To which I am thankful

Posted by Barry Hurd in Coffee - Volume Two, Dedicated Poems, Friendship

To my friends, the family you help me build,
every single one that has heard my voice,
read my words, shared my hopes and dreams,
or even found themselves somehow sharing this road,
No matter how far, or how little our time is,
I need to tell you something,

I am not perfect, nor do I care to be.
As if anyone can be, it is my truest family,
the friends who I know, and who know me.
I do not shy away from the moments I share,
as they become portions of everything I adore,
giving me memories that I can only be grateful.
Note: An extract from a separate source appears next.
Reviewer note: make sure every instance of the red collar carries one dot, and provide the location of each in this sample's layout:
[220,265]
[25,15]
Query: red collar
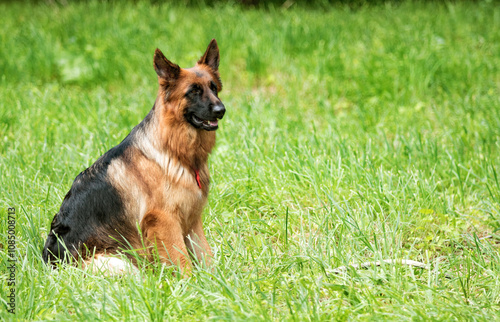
[197,172]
I give my thanks to my friends,
the creative souls who inspire me,
and the caring hearts who believe in me.
I hold them near myself, as closely as I can,
knowing it is their very love that gives me strength,
to give them my gratitude, making this world a better place.

I give my thanks to you with heartfelt emotion,
a tear in my eye, and a smile on my face.
Caring enough that you are warm and happy,
peacefully content with this exact moment,
I give my thanks to you, for being who you are,
and for every second we have ever shared.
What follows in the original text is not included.